While watching a Billy Graham revival with his grandmother at age 11, Sessums broke down and cried, saying nobody loved him.
“Oh, honey. Don’t you say no such thing. Don’t you dare,” she said. “You ain’t nothin’ but loved. You just have t’learn how t’feel it. There’s somethin’ inside you that’s always fought bein’ loved. I ain’t never understood it. I just know it’s fact as true as anything Billy Graham can quote letter perfect from the Bible. Don’t fight it so. It’s a fine thing: to be loved. You go on and feel it. No more fightin’ it off.”
Her first pounded me.”You listen t’Mom.
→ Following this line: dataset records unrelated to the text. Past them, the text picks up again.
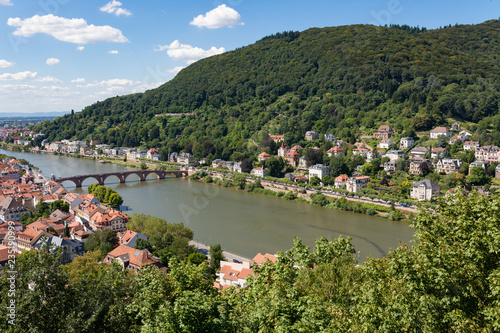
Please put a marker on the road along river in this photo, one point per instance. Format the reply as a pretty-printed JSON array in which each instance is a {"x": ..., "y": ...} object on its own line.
[{"x": 243, "y": 223}]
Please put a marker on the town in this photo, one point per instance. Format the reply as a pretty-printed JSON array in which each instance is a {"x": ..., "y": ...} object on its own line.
[
  {"x": 72, "y": 218},
  {"x": 403, "y": 168}
]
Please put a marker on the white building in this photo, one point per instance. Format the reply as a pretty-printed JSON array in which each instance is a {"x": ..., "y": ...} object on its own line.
[
  {"x": 406, "y": 143},
  {"x": 233, "y": 274},
  {"x": 394, "y": 154},
  {"x": 259, "y": 172},
  {"x": 424, "y": 190},
  {"x": 319, "y": 170},
  {"x": 385, "y": 143},
  {"x": 436, "y": 132},
  {"x": 355, "y": 184}
]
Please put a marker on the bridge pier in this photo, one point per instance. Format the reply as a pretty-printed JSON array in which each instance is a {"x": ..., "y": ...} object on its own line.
[{"x": 122, "y": 176}]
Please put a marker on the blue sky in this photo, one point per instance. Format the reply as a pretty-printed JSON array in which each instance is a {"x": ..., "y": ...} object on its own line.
[{"x": 58, "y": 55}]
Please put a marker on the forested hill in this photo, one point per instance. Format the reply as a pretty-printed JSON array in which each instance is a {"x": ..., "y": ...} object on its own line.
[{"x": 341, "y": 80}]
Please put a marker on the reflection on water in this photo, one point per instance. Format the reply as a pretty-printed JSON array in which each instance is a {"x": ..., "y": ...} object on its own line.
[{"x": 241, "y": 222}]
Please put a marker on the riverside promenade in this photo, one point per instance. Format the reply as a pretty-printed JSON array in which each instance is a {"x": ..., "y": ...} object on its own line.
[{"x": 205, "y": 249}]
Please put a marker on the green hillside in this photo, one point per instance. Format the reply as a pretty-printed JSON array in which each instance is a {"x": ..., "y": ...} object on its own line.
[{"x": 341, "y": 80}]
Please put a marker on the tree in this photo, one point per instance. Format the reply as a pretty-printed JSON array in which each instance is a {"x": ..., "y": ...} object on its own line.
[
  {"x": 312, "y": 157},
  {"x": 103, "y": 240},
  {"x": 240, "y": 181},
  {"x": 314, "y": 181},
  {"x": 246, "y": 165},
  {"x": 338, "y": 166},
  {"x": 478, "y": 176},
  {"x": 196, "y": 258},
  {"x": 274, "y": 166},
  {"x": 216, "y": 255}
]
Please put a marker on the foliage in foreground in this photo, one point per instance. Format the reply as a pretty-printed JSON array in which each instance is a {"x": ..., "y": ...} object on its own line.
[{"x": 449, "y": 281}]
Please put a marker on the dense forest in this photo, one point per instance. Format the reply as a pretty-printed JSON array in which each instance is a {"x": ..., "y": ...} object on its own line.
[
  {"x": 343, "y": 80},
  {"x": 446, "y": 280}
]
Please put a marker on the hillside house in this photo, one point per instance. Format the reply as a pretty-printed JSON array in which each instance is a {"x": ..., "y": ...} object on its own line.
[
  {"x": 259, "y": 172},
  {"x": 186, "y": 159},
  {"x": 292, "y": 158},
  {"x": 425, "y": 190},
  {"x": 438, "y": 152},
  {"x": 384, "y": 132},
  {"x": 329, "y": 137},
  {"x": 319, "y": 170},
  {"x": 471, "y": 145},
  {"x": 335, "y": 151},
  {"x": 481, "y": 164},
  {"x": 355, "y": 184},
  {"x": 385, "y": 143},
  {"x": 390, "y": 166},
  {"x": 341, "y": 181},
  {"x": 233, "y": 274},
  {"x": 438, "y": 131},
  {"x": 419, "y": 166},
  {"x": 393, "y": 155},
  {"x": 282, "y": 150},
  {"x": 130, "y": 258},
  {"x": 448, "y": 165},
  {"x": 311, "y": 135},
  {"x": 406, "y": 143},
  {"x": 263, "y": 156},
  {"x": 487, "y": 153}
]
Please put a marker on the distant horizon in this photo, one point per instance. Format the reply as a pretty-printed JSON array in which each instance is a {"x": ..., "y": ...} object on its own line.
[{"x": 62, "y": 55}]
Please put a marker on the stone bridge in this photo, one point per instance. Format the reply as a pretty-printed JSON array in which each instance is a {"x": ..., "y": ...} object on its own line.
[{"x": 122, "y": 176}]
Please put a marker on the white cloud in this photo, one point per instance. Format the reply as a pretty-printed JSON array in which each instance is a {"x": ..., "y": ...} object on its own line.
[
  {"x": 67, "y": 30},
  {"x": 188, "y": 53},
  {"x": 47, "y": 79},
  {"x": 52, "y": 61},
  {"x": 175, "y": 70},
  {"x": 6, "y": 64},
  {"x": 219, "y": 17},
  {"x": 21, "y": 76},
  {"x": 27, "y": 76},
  {"x": 114, "y": 7},
  {"x": 111, "y": 83}
]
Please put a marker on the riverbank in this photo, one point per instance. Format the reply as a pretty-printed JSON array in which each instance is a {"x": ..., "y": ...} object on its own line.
[
  {"x": 324, "y": 199},
  {"x": 205, "y": 249},
  {"x": 360, "y": 204},
  {"x": 242, "y": 222}
]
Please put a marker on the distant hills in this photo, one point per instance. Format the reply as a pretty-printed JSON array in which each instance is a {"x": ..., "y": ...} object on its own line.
[
  {"x": 343, "y": 80},
  {"x": 32, "y": 115}
]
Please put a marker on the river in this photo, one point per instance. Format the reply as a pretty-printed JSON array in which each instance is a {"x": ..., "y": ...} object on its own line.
[{"x": 243, "y": 223}]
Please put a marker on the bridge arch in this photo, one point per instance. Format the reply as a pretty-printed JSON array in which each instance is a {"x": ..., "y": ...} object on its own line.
[{"x": 122, "y": 176}]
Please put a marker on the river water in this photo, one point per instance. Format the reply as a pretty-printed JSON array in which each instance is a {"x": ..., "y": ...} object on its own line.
[{"x": 243, "y": 223}]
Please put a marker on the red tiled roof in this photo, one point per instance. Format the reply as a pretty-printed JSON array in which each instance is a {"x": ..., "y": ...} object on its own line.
[
  {"x": 259, "y": 258},
  {"x": 137, "y": 257}
]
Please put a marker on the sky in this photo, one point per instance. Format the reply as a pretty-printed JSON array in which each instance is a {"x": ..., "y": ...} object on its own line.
[{"x": 63, "y": 55}]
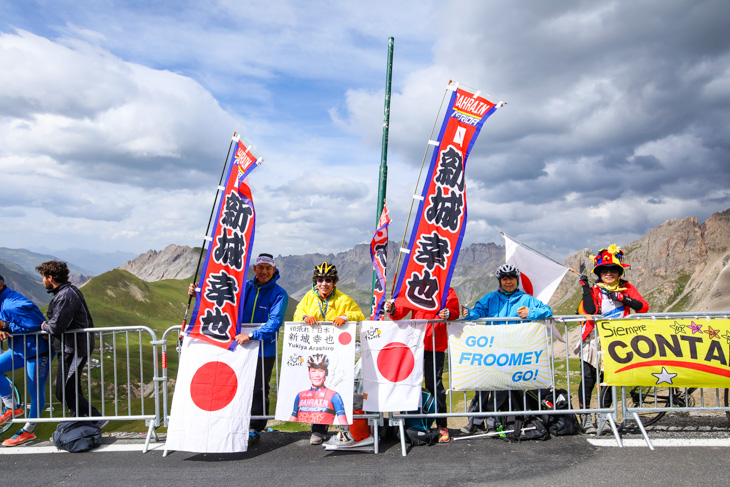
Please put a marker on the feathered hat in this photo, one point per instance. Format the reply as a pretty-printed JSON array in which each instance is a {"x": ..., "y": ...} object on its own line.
[{"x": 612, "y": 256}]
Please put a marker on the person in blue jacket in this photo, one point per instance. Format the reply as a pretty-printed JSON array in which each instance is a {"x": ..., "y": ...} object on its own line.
[
  {"x": 507, "y": 301},
  {"x": 18, "y": 315},
  {"x": 264, "y": 301}
]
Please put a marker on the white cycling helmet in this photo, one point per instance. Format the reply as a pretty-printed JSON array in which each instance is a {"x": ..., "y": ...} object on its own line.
[{"x": 507, "y": 270}]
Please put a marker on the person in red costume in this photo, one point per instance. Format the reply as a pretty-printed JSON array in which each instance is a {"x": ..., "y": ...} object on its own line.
[
  {"x": 611, "y": 297},
  {"x": 436, "y": 341}
]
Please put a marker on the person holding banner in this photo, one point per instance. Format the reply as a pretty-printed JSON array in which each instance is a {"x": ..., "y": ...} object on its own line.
[
  {"x": 19, "y": 315},
  {"x": 264, "y": 301},
  {"x": 324, "y": 302},
  {"x": 436, "y": 341},
  {"x": 506, "y": 302},
  {"x": 611, "y": 297}
]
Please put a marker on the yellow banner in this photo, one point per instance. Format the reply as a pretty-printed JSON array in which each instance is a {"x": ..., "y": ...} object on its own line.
[{"x": 668, "y": 352}]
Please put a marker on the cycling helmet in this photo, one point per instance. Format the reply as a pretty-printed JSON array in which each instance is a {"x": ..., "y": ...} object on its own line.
[
  {"x": 325, "y": 269},
  {"x": 507, "y": 270},
  {"x": 318, "y": 361}
]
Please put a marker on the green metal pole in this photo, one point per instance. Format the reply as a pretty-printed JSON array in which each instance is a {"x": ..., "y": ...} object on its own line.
[{"x": 383, "y": 177}]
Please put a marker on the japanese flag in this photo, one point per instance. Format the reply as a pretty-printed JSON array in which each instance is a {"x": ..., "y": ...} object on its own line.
[
  {"x": 211, "y": 408},
  {"x": 392, "y": 363},
  {"x": 539, "y": 275}
]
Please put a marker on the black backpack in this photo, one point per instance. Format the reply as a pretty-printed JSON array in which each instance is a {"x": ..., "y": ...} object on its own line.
[
  {"x": 536, "y": 429},
  {"x": 558, "y": 424},
  {"x": 77, "y": 436}
]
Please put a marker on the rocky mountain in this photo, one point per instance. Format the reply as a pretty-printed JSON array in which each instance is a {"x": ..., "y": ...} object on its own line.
[
  {"x": 174, "y": 262},
  {"x": 17, "y": 266},
  {"x": 680, "y": 265}
]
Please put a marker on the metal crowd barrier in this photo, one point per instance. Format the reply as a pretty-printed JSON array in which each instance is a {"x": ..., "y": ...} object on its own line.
[
  {"x": 650, "y": 404},
  {"x": 374, "y": 419},
  {"x": 118, "y": 384},
  {"x": 557, "y": 329}
]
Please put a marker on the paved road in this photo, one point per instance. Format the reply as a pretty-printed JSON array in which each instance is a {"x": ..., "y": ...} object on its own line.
[{"x": 288, "y": 459}]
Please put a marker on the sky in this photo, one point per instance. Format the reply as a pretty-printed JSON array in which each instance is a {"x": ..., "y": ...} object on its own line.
[{"x": 115, "y": 118}]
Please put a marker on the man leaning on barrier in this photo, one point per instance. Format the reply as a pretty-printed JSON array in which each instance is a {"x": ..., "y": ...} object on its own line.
[
  {"x": 264, "y": 301},
  {"x": 68, "y": 311},
  {"x": 19, "y": 314},
  {"x": 324, "y": 302},
  {"x": 611, "y": 297},
  {"x": 435, "y": 332},
  {"x": 506, "y": 301}
]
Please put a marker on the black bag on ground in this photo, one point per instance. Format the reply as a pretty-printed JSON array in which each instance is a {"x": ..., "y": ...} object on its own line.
[
  {"x": 77, "y": 436},
  {"x": 559, "y": 424},
  {"x": 515, "y": 424}
]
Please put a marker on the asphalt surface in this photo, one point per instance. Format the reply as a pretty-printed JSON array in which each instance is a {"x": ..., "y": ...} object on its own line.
[{"x": 287, "y": 459}]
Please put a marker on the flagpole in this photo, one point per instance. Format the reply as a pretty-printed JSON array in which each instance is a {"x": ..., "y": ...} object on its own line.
[
  {"x": 383, "y": 176},
  {"x": 415, "y": 191},
  {"x": 537, "y": 251},
  {"x": 207, "y": 230}
]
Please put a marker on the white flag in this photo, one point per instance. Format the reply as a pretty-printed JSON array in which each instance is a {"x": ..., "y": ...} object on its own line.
[
  {"x": 539, "y": 275},
  {"x": 211, "y": 408},
  {"x": 392, "y": 363}
]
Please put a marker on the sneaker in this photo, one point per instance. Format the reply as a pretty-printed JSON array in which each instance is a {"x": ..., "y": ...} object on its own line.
[
  {"x": 9, "y": 413},
  {"x": 19, "y": 438}
]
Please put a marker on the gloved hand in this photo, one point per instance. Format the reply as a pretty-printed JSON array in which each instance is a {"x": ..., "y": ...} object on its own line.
[{"x": 615, "y": 296}]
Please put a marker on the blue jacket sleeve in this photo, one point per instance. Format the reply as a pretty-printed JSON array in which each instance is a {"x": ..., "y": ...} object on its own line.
[{"x": 268, "y": 330}]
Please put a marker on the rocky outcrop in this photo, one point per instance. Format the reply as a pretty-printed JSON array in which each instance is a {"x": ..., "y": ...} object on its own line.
[{"x": 174, "y": 262}]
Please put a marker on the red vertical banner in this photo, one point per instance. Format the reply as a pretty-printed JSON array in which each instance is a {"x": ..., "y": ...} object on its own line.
[
  {"x": 218, "y": 304},
  {"x": 441, "y": 218},
  {"x": 379, "y": 256}
]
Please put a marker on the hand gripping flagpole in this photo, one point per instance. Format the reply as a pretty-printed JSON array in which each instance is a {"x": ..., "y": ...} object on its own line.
[{"x": 206, "y": 238}]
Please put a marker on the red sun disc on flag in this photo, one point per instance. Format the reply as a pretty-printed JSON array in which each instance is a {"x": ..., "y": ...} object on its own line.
[
  {"x": 345, "y": 338},
  {"x": 395, "y": 361},
  {"x": 214, "y": 386},
  {"x": 526, "y": 284}
]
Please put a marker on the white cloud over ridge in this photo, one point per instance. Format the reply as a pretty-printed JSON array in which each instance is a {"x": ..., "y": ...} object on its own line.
[{"x": 118, "y": 117}]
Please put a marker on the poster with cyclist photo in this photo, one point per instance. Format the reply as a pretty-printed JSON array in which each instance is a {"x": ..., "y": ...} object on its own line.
[{"x": 317, "y": 374}]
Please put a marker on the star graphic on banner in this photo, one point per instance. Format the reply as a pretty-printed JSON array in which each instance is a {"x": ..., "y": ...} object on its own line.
[
  {"x": 712, "y": 332},
  {"x": 726, "y": 336},
  {"x": 678, "y": 329},
  {"x": 695, "y": 328},
  {"x": 664, "y": 376}
]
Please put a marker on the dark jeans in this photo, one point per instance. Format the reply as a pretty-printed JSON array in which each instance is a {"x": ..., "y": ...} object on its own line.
[
  {"x": 261, "y": 388},
  {"x": 68, "y": 383},
  {"x": 436, "y": 389}
]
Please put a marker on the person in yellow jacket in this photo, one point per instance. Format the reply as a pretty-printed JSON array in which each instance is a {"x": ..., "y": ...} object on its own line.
[{"x": 325, "y": 303}]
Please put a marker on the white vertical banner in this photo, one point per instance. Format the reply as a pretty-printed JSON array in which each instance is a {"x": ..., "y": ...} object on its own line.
[
  {"x": 211, "y": 408},
  {"x": 392, "y": 363},
  {"x": 499, "y": 357},
  {"x": 321, "y": 394},
  {"x": 539, "y": 275}
]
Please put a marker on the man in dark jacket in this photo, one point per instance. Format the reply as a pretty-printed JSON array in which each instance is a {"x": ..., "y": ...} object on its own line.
[
  {"x": 265, "y": 302},
  {"x": 67, "y": 311}
]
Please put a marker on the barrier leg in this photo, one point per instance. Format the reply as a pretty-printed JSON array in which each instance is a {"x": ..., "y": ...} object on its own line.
[
  {"x": 149, "y": 435},
  {"x": 643, "y": 430}
]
Stop a’cryin’. Stop it now. Shshsh…”
These days, Mississippi is like a foreign country to Sessums, who hasn’t lived there for over 30 years. His brother and sister, however, both have successful careers and lives down there.
“When I do go back, I can stay three of four days and then I have to get out because it gets sort of culturally oppressive,” he says, “because it is the reddest of red states. Conservative still. But I don’t think it’s my role in life to defend Mississippi. I grew up there. It’s a great place to be from.”